Further, as the refinement and extension to above-described embodiment, the second application program pair is configured in above-mentioned steps 103
During the access rights of the first application program, normal operation and use in order to ensure the second application program, in the second application of configuration
Program during the access rights of the first application program to may be employed without limitation of following mode to realize, in the second application of installation
During program, access rights of second application program to the first application program are configured, in the process for subsequently using the second application program
It is middle to have the access rights for accessing the first application program always;Alternatively, in the second application program in the process of running, with pop-up pair
The form of frame is talked about, inquires the user of mobile terminal, if the second application program is allowed to obtain the access for accessing the first application program
Permission, this kind of mode can be in the second application program of each run and use, and whether will pop up allows the second application program to obtain
Take the dialog box for the access rights for accessing the first application program.The embodiment of the present invention applies the second application program of configuration to first
The specific implementation of the access rights of program is without limiting.
Further, what the second application program obtained in above-described embodiment is the corresponding pseudo- privacy number of the first application program
According to, and in inventive embodiments, it is also possible to it needs to obtain the corresponding true privacy of the first application program there are the second application program
Data, for example, when the first application program is address list, when the second application program is backup address list application program, at this point, second
Application program needs to get the true private data of the first application program.When the second application program accesses the first application program
When, it prompts the user whether that the second application program is allowed to access true private data, if user allows the second application program to access very
Real private data then sends true private data to the second application program;It is true that if user does not allow the second application program to access
Private data then sends pseudo- private data to the second application program.

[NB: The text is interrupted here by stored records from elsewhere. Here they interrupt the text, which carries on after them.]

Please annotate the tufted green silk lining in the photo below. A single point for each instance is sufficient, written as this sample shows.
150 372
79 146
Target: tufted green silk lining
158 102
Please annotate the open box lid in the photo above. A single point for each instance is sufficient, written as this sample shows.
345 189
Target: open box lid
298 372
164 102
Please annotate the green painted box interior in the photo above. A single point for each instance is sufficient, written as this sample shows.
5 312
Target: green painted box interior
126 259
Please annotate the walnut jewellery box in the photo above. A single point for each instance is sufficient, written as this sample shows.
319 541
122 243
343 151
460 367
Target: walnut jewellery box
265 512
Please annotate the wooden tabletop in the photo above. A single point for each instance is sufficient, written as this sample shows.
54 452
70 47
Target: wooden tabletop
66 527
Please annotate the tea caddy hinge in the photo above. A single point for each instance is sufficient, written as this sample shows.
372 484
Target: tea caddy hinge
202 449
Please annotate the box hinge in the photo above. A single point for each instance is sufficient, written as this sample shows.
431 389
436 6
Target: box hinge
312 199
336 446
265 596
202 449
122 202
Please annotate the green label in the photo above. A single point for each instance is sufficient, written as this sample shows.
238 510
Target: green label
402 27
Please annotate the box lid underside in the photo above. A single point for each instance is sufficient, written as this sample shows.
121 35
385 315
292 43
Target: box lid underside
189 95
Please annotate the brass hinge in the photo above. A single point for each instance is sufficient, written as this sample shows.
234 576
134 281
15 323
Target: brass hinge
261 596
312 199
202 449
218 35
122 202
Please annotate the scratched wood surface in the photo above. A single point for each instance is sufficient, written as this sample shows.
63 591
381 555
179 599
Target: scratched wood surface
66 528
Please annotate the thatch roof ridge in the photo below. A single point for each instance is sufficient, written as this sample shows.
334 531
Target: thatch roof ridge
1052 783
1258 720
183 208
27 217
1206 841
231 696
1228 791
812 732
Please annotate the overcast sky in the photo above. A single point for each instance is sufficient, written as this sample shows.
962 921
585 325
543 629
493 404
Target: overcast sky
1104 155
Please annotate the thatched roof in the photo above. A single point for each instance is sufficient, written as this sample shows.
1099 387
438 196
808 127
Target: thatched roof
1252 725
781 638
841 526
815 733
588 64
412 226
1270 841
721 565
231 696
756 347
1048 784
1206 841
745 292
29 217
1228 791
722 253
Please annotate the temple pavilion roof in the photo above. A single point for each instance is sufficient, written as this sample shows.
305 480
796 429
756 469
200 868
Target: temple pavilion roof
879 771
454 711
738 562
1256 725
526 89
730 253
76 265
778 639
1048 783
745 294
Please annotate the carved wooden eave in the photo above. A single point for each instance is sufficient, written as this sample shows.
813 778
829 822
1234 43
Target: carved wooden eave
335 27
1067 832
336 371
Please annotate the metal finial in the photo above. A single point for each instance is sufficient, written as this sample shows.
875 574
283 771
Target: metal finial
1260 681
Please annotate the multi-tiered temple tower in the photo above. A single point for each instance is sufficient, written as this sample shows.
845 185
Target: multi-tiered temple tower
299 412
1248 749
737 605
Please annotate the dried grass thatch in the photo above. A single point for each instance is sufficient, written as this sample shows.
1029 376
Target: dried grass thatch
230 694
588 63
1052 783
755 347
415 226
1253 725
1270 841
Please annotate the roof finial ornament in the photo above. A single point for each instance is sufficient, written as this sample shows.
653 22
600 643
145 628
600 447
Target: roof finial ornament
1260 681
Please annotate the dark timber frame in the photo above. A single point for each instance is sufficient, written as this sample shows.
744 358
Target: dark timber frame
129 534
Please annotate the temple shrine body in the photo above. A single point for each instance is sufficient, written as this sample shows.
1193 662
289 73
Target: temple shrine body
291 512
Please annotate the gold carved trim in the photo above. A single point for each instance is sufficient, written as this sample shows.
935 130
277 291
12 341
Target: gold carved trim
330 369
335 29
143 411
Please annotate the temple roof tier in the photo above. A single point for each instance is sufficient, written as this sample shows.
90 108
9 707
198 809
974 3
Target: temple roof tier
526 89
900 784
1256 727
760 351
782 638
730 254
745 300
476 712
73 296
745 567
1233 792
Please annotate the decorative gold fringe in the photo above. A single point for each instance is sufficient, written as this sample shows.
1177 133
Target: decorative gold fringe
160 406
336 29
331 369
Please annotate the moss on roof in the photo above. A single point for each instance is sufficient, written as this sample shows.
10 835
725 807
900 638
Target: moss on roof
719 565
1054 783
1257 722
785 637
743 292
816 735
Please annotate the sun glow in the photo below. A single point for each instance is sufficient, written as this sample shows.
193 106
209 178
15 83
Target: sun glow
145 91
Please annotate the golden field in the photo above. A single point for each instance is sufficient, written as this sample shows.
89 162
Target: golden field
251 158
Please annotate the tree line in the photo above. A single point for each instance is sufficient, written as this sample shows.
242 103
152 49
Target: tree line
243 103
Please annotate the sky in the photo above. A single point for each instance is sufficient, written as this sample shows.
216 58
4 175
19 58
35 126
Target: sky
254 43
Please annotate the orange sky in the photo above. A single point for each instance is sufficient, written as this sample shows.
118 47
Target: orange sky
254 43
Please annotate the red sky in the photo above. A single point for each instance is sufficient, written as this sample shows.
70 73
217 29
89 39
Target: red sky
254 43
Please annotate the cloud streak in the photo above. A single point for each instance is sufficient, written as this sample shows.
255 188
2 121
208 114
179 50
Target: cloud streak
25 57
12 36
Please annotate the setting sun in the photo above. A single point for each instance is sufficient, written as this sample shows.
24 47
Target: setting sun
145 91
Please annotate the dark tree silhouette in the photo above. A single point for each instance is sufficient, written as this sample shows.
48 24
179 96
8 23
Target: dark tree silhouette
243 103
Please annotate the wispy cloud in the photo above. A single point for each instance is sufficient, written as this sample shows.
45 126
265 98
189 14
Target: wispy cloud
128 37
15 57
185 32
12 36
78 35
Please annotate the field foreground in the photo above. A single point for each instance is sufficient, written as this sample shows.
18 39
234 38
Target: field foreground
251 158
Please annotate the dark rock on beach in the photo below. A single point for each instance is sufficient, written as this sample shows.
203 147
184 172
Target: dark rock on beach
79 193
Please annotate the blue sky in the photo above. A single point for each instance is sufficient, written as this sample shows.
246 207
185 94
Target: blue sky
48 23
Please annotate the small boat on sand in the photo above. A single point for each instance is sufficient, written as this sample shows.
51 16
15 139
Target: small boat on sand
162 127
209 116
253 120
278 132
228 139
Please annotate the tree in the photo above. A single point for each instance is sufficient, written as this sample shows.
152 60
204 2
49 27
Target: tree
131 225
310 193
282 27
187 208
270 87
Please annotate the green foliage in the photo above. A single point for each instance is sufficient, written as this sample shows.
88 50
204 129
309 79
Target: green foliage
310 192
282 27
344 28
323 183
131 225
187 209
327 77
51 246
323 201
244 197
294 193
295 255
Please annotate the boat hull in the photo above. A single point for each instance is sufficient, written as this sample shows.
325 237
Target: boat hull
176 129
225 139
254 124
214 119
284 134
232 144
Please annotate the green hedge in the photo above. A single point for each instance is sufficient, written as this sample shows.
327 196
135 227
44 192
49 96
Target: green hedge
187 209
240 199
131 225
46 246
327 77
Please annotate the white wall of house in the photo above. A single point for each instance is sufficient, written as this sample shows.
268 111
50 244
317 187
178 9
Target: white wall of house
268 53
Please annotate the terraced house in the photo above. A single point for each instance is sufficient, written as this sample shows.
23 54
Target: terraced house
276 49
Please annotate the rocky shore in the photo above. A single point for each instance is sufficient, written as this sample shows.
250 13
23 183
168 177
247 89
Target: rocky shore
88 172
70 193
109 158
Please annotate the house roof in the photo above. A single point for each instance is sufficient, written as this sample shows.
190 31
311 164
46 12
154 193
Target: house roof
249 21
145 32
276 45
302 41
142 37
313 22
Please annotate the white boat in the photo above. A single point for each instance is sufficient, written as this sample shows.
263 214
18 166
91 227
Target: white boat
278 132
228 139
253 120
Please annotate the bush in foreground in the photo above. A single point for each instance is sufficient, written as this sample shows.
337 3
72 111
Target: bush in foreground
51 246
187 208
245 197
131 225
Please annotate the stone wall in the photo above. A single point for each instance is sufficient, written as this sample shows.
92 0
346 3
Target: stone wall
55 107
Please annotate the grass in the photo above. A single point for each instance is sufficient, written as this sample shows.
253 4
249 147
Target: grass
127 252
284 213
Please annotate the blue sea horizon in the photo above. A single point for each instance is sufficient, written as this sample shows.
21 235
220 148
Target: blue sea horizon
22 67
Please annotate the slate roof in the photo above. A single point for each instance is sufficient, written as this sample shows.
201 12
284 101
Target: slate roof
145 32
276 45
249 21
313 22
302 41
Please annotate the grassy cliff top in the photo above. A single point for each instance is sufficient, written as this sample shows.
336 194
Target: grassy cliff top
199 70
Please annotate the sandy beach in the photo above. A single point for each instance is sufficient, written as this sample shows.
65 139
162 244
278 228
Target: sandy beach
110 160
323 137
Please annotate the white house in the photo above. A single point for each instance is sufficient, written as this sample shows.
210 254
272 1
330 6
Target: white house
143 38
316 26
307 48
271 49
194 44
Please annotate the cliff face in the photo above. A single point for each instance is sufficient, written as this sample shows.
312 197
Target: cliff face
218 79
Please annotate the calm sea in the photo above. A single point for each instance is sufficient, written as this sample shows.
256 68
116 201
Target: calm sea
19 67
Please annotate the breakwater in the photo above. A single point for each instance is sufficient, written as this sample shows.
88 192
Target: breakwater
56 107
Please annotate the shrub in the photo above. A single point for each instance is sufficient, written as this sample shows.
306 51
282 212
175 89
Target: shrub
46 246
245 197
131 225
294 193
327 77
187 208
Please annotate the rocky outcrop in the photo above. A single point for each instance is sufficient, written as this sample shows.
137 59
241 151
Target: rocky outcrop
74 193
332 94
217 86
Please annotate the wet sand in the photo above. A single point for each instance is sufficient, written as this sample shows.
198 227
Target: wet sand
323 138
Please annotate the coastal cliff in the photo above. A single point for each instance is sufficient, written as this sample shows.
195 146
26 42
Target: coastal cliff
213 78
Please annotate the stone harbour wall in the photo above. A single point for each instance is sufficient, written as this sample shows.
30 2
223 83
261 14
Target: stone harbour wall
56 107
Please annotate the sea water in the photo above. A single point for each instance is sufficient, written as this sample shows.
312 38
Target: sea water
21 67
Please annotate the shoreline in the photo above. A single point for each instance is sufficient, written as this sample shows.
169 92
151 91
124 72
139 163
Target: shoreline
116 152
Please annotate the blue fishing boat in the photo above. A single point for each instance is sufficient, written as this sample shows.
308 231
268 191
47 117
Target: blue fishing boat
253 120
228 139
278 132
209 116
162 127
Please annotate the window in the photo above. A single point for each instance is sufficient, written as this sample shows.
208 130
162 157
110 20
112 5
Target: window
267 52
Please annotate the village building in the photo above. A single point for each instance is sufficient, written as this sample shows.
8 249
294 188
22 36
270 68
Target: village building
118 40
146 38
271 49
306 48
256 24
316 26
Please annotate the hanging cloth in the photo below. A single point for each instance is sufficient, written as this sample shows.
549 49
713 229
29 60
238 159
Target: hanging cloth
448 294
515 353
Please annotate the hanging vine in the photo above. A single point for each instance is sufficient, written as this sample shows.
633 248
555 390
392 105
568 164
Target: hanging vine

Illustratively, when the second application program accesses the first application program, mobile terminal can pop up inquiry and use every time
Whether family allows the dialog box of the true private data of the second application program access, and the content involved in dialog box includes system and sends
The control button that the content of prompt message and allowed/not allowed second application program access.Wherein, the content in dialog box can be with
Including but not limited to following content, " whether allow to access" or " allowing to access true private data " etc.;Dialog box
In control button in can include contents, the user such as " permanent allow ", " this once permission ", " not allowing to access " can root
According to the actual demand of its own to whether the permission that the second application program is allowed to access true private data is set.The present invention
Form, the content for prompting user of embodiment to prompting user etc. is without specifically limiting.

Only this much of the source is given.